Édition du 1er juin 1996

par Rosalie HALLÉE
? ans, 3e secondaire, école Montcalm, Sherbrooke

Si je jette mes armes à vos pieds et que je me délivre du lourd secret que j'ai pour vous depuis toujours, seriez-vous prêt à m'accepter? Je vous aime de passion. Je pourrais vous boire comme on boit de l'eau de source. Pour vous avouer mon amour, je pourrais mourir à vos pieds. Pour vous faire plaisir, je détacherais mon corset de dentelle parce que vous me faites terriblement trembler d'amour, de joie et d'inquiétude surtout quand vous vous livrez à vos durs combats d'épée. Je n'ai guère dormi la nuit dernière. Je n'ai point cessé de penser à vous et à tout ce que vous m'avez raconté. Je n'ai guère dormi de la nuit, c'est vrai, mais je n'ai point cessé de rêver à vous.

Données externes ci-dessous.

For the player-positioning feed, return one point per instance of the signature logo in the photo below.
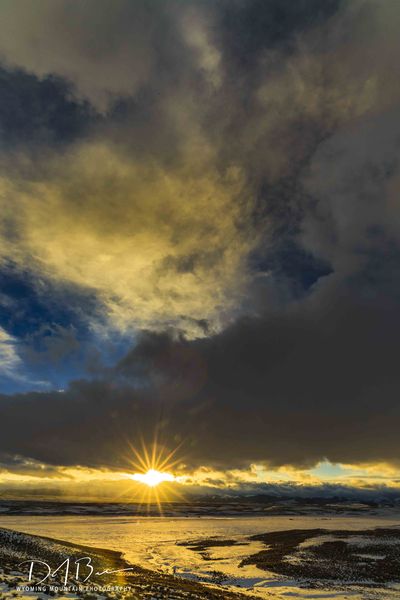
(80, 569)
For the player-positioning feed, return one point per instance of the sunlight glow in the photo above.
(153, 477)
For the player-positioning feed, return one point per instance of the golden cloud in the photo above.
(157, 246)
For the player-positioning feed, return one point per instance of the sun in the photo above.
(153, 477)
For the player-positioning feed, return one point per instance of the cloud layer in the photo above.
(234, 193)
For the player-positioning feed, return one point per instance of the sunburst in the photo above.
(153, 466)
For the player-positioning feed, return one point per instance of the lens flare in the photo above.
(153, 477)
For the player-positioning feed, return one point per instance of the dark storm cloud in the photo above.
(307, 223)
(318, 381)
(39, 111)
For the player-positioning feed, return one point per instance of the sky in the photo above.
(199, 244)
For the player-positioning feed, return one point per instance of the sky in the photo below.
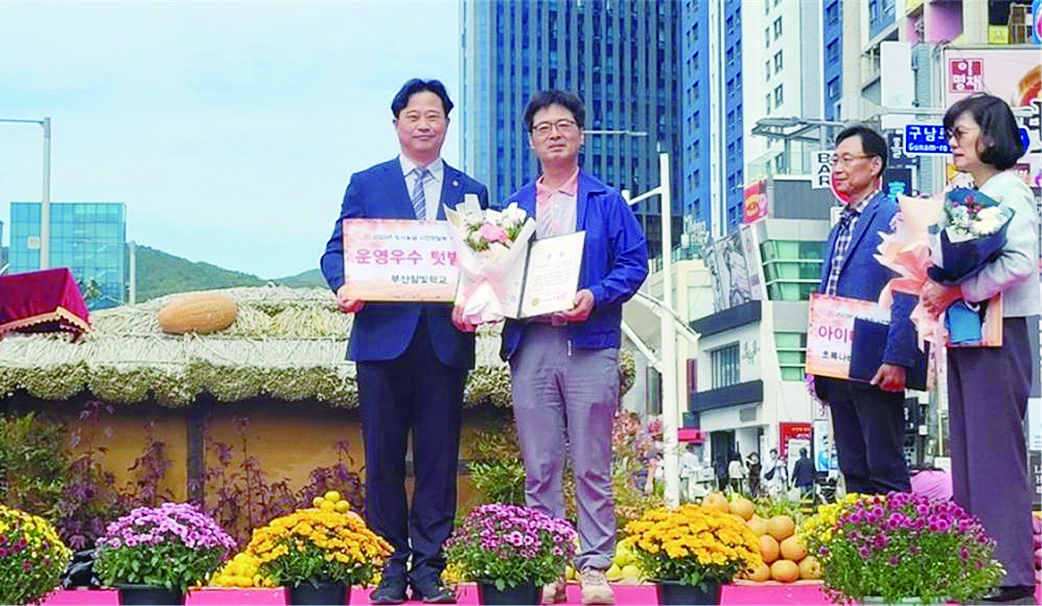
(229, 129)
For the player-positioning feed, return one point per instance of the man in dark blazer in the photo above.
(868, 418)
(412, 359)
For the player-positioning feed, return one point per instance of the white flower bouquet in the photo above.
(490, 251)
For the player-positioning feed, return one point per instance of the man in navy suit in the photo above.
(412, 359)
(868, 418)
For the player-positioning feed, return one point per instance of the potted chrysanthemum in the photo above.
(902, 546)
(31, 557)
(511, 552)
(153, 554)
(318, 554)
(691, 551)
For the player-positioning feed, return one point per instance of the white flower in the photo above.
(493, 217)
(988, 221)
(473, 220)
(514, 215)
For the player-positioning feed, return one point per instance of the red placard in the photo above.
(755, 204)
(966, 75)
(789, 431)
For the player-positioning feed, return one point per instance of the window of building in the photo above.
(833, 51)
(792, 354)
(834, 87)
(724, 362)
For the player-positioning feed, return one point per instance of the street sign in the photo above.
(822, 169)
(931, 140)
(925, 140)
(895, 144)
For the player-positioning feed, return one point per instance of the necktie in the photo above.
(847, 218)
(418, 198)
(544, 219)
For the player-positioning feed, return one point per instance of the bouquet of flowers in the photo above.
(904, 546)
(489, 245)
(173, 545)
(318, 546)
(694, 545)
(32, 557)
(971, 235)
(509, 546)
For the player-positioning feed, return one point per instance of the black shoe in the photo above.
(431, 590)
(1011, 595)
(391, 590)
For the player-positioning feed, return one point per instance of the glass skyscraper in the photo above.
(88, 237)
(712, 89)
(622, 56)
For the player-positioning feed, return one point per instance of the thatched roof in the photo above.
(286, 343)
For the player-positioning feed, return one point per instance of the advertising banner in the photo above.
(1012, 74)
(735, 269)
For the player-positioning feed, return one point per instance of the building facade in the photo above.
(621, 56)
(712, 84)
(88, 237)
(785, 80)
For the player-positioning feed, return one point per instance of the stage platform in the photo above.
(745, 594)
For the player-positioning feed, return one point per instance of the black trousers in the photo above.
(413, 394)
(988, 389)
(869, 426)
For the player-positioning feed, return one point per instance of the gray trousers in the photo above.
(565, 399)
(988, 389)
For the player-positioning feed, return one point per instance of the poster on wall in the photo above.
(755, 203)
(821, 430)
(1014, 75)
(735, 269)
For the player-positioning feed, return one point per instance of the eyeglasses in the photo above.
(847, 160)
(564, 127)
(959, 132)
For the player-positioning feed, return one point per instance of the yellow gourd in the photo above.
(201, 312)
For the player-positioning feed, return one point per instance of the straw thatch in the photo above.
(287, 344)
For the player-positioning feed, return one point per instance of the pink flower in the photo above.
(494, 233)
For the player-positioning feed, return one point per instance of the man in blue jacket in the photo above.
(868, 418)
(412, 359)
(565, 367)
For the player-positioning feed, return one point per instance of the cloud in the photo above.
(243, 119)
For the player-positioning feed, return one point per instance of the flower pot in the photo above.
(150, 595)
(320, 594)
(673, 592)
(525, 595)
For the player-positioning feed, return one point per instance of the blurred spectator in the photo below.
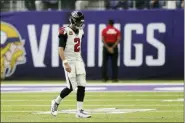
(50, 4)
(142, 4)
(111, 39)
(81, 4)
(155, 4)
(182, 4)
(171, 4)
(68, 4)
(30, 4)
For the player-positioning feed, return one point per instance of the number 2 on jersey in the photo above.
(77, 45)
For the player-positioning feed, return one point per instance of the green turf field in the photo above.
(105, 107)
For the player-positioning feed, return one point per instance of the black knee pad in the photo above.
(80, 93)
(66, 91)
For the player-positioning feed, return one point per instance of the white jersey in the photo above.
(72, 50)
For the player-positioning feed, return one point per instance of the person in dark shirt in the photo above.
(111, 38)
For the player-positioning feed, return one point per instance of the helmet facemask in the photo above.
(77, 22)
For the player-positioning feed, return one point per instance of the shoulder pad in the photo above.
(62, 30)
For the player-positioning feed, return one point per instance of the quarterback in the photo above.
(70, 38)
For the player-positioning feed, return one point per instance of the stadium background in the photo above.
(151, 61)
(161, 38)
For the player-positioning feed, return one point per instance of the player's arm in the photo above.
(118, 39)
(62, 45)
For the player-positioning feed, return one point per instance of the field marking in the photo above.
(152, 91)
(104, 113)
(96, 84)
(98, 100)
(169, 89)
(162, 105)
(100, 111)
(92, 95)
(174, 100)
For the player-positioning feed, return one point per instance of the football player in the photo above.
(70, 38)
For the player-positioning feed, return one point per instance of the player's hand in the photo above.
(67, 67)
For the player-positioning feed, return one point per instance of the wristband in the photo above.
(65, 61)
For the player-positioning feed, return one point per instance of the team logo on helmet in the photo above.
(12, 49)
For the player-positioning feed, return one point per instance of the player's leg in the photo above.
(81, 84)
(104, 64)
(71, 85)
(114, 59)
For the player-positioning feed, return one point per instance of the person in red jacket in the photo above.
(111, 37)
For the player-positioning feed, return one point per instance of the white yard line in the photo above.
(96, 84)
(99, 95)
(89, 100)
(47, 91)
(103, 113)
(94, 105)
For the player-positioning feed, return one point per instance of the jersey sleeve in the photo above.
(103, 33)
(62, 37)
(118, 33)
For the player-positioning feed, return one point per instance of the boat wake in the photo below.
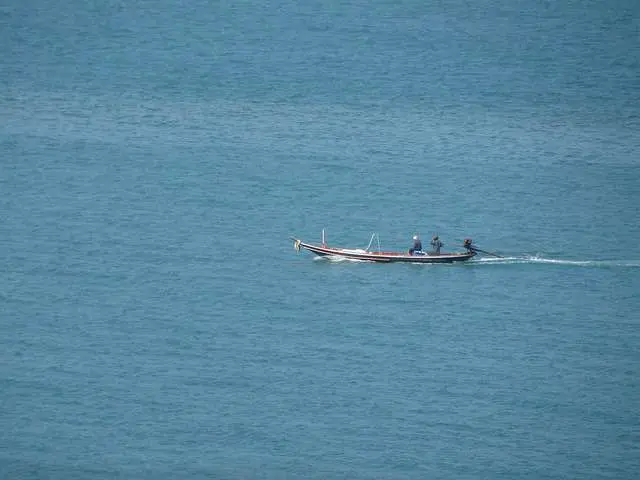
(555, 261)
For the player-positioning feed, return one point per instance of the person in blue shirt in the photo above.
(417, 245)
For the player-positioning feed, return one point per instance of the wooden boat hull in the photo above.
(381, 257)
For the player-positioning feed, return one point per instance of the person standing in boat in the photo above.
(436, 244)
(417, 245)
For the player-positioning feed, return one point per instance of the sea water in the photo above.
(155, 158)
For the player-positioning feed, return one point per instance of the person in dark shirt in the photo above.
(436, 244)
(417, 245)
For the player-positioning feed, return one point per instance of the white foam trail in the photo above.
(556, 261)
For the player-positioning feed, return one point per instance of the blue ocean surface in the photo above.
(156, 157)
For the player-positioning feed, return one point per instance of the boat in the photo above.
(372, 255)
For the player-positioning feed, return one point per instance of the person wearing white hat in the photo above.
(417, 245)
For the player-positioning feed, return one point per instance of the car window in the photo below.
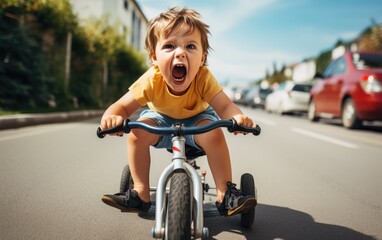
(329, 70)
(340, 67)
(367, 60)
(302, 88)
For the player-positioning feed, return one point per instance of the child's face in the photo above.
(179, 57)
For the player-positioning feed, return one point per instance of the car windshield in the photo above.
(367, 60)
(302, 88)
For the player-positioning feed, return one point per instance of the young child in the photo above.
(177, 88)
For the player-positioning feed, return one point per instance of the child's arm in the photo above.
(227, 109)
(121, 109)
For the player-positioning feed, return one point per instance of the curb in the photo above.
(24, 120)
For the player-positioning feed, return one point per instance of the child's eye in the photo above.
(191, 46)
(168, 46)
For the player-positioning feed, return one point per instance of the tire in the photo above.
(349, 115)
(178, 224)
(126, 180)
(247, 187)
(312, 112)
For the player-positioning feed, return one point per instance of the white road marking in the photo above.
(14, 134)
(325, 138)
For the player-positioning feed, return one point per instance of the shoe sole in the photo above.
(246, 206)
(112, 203)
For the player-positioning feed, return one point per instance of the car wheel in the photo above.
(312, 112)
(349, 115)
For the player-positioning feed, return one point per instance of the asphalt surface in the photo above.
(24, 120)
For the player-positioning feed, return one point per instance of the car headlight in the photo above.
(370, 84)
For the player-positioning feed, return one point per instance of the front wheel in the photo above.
(247, 187)
(126, 180)
(178, 224)
(349, 115)
(312, 112)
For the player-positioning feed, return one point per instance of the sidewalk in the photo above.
(23, 120)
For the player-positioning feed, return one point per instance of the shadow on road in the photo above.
(273, 222)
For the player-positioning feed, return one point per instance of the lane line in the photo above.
(325, 138)
(37, 130)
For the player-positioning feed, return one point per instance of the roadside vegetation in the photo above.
(49, 62)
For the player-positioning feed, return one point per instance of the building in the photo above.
(125, 12)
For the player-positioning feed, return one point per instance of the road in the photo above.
(314, 181)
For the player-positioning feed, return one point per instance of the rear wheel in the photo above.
(349, 115)
(126, 180)
(178, 224)
(312, 112)
(247, 187)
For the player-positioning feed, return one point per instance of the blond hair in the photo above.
(166, 22)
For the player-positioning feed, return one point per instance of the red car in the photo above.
(350, 88)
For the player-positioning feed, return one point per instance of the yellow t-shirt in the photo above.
(151, 89)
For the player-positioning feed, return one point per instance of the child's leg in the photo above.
(215, 146)
(138, 153)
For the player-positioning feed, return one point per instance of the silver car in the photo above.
(289, 97)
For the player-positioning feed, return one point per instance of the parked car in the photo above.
(256, 96)
(350, 88)
(240, 95)
(289, 97)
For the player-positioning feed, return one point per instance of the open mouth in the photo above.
(179, 73)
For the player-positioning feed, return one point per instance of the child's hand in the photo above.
(111, 121)
(244, 121)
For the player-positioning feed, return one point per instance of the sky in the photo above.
(250, 37)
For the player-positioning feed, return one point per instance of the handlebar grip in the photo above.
(99, 133)
(122, 128)
(236, 127)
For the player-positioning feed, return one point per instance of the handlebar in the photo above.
(127, 125)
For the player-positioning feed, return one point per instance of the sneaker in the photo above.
(127, 202)
(235, 202)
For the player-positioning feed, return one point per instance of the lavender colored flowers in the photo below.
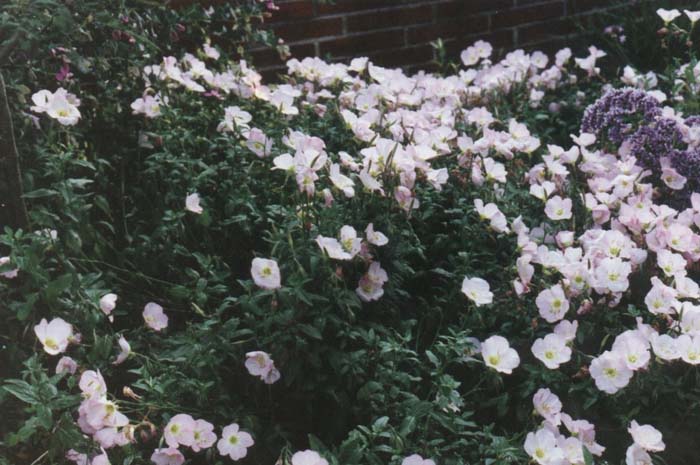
(619, 112)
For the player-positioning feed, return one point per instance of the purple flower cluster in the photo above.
(650, 143)
(619, 113)
(631, 120)
(687, 163)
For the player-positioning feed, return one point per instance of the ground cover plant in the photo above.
(496, 264)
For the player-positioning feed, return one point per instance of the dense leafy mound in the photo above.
(353, 266)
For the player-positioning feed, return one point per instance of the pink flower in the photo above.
(180, 430)
(258, 143)
(234, 443)
(266, 273)
(416, 459)
(66, 365)
(92, 384)
(154, 317)
(371, 285)
(558, 208)
(102, 413)
(192, 204)
(101, 459)
(108, 302)
(54, 336)
(552, 303)
(308, 457)
(126, 350)
(260, 364)
(7, 274)
(167, 456)
(204, 436)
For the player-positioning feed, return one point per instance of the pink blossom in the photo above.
(54, 336)
(234, 443)
(66, 365)
(167, 456)
(154, 316)
(180, 430)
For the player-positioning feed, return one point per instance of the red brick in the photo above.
(362, 43)
(352, 6)
(393, 18)
(265, 58)
(531, 14)
(403, 56)
(580, 6)
(448, 29)
(543, 31)
(297, 9)
(295, 32)
(457, 8)
(502, 39)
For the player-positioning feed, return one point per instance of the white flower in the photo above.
(664, 346)
(59, 105)
(371, 284)
(661, 299)
(125, 351)
(342, 182)
(108, 302)
(63, 111)
(693, 16)
(542, 447)
(192, 204)
(633, 349)
(375, 237)
(551, 350)
(477, 290)
(259, 363)
(689, 348)
(416, 459)
(558, 208)
(54, 336)
(308, 457)
(154, 316)
(668, 15)
(671, 264)
(490, 212)
(552, 304)
(637, 456)
(497, 354)
(234, 443)
(266, 273)
(548, 405)
(647, 437)
(610, 372)
(566, 330)
(612, 273)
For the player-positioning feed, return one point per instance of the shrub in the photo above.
(352, 266)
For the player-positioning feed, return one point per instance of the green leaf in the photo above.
(21, 390)
(40, 193)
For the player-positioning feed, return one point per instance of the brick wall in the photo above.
(397, 33)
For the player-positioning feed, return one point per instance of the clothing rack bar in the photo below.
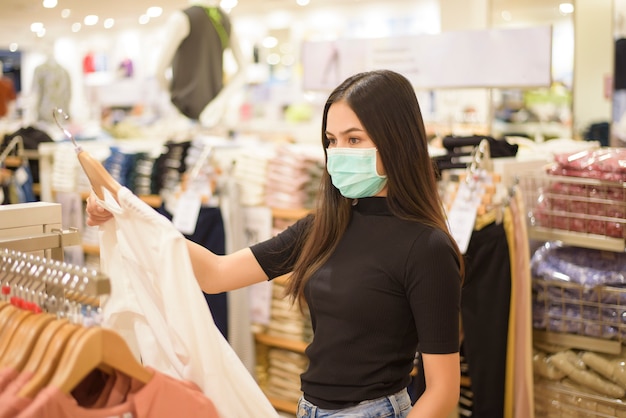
(57, 239)
(60, 279)
(16, 143)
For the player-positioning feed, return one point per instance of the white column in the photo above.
(593, 62)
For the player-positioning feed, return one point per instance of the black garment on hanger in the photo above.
(619, 65)
(459, 148)
(210, 233)
(485, 304)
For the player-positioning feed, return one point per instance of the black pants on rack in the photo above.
(485, 303)
(210, 234)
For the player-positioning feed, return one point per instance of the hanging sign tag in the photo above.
(186, 213)
(462, 215)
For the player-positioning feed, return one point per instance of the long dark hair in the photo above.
(386, 105)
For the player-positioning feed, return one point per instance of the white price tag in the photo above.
(186, 213)
(462, 215)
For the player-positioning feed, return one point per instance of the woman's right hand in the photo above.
(96, 214)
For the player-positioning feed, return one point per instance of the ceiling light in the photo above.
(270, 42)
(566, 8)
(228, 4)
(36, 26)
(273, 59)
(90, 20)
(154, 11)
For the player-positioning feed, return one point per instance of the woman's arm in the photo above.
(442, 373)
(214, 273)
(221, 273)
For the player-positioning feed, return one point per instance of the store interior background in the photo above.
(271, 35)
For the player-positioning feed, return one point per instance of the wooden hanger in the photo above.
(24, 340)
(98, 176)
(98, 347)
(11, 327)
(49, 361)
(33, 361)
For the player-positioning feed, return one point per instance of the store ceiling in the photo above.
(17, 15)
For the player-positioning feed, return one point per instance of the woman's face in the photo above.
(344, 130)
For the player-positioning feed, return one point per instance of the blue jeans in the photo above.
(397, 405)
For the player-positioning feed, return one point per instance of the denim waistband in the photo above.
(397, 405)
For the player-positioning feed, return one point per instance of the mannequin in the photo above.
(7, 93)
(197, 97)
(52, 87)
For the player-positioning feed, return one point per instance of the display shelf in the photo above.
(282, 405)
(579, 342)
(278, 342)
(577, 239)
(91, 249)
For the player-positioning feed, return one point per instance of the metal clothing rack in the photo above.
(51, 284)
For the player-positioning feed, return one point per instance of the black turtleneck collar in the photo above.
(372, 205)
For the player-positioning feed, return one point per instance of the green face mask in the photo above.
(353, 172)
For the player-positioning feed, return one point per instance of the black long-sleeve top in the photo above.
(391, 288)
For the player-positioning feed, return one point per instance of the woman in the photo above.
(375, 264)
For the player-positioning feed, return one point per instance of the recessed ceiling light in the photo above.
(154, 11)
(228, 4)
(36, 26)
(90, 20)
(566, 8)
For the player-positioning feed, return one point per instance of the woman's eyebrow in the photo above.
(347, 131)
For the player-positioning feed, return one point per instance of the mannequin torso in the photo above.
(177, 33)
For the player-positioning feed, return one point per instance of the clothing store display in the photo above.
(485, 325)
(519, 371)
(31, 138)
(157, 306)
(52, 88)
(209, 233)
(347, 303)
(194, 86)
(7, 94)
(163, 396)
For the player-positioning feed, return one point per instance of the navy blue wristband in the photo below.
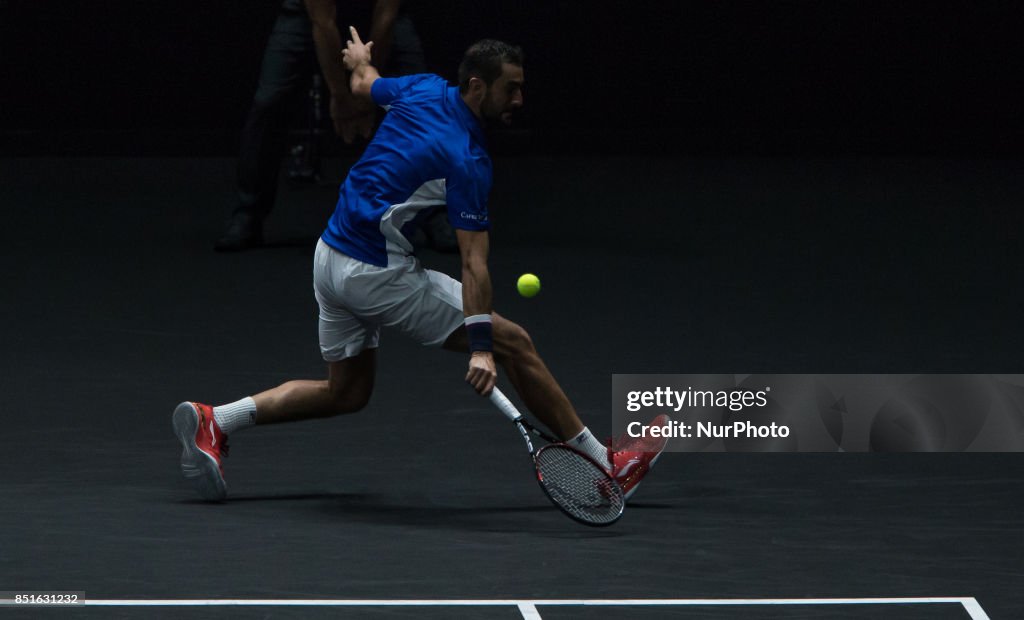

Je veux vous avoir encore une fois. Vous voyez que je pense à vous. Il y a plus de lumière dans vos yeux qu'il y en a dans le feu et dans les couchers de soleil. Vous allez peut-être rire un peu, vous allez peut-être fermer les yeux, mais ces tendres mots je vous les dit pareil. Je me sens un peu seule ce soir. Je voudrais tellement vous avoir à mes côtés. Je n'ai point d'idées précises en tête, mais je voudrais seulement pouvoir vous parler et vous regarder. Trop souvent je pense à vous, me comprenez-vous?

Si nous avions vécu au dix-huitième siècle, c'est probablement ce que je t'aurais écrit. Aujourd'hui, je te dis tout simplement que je t'aime beaucoup.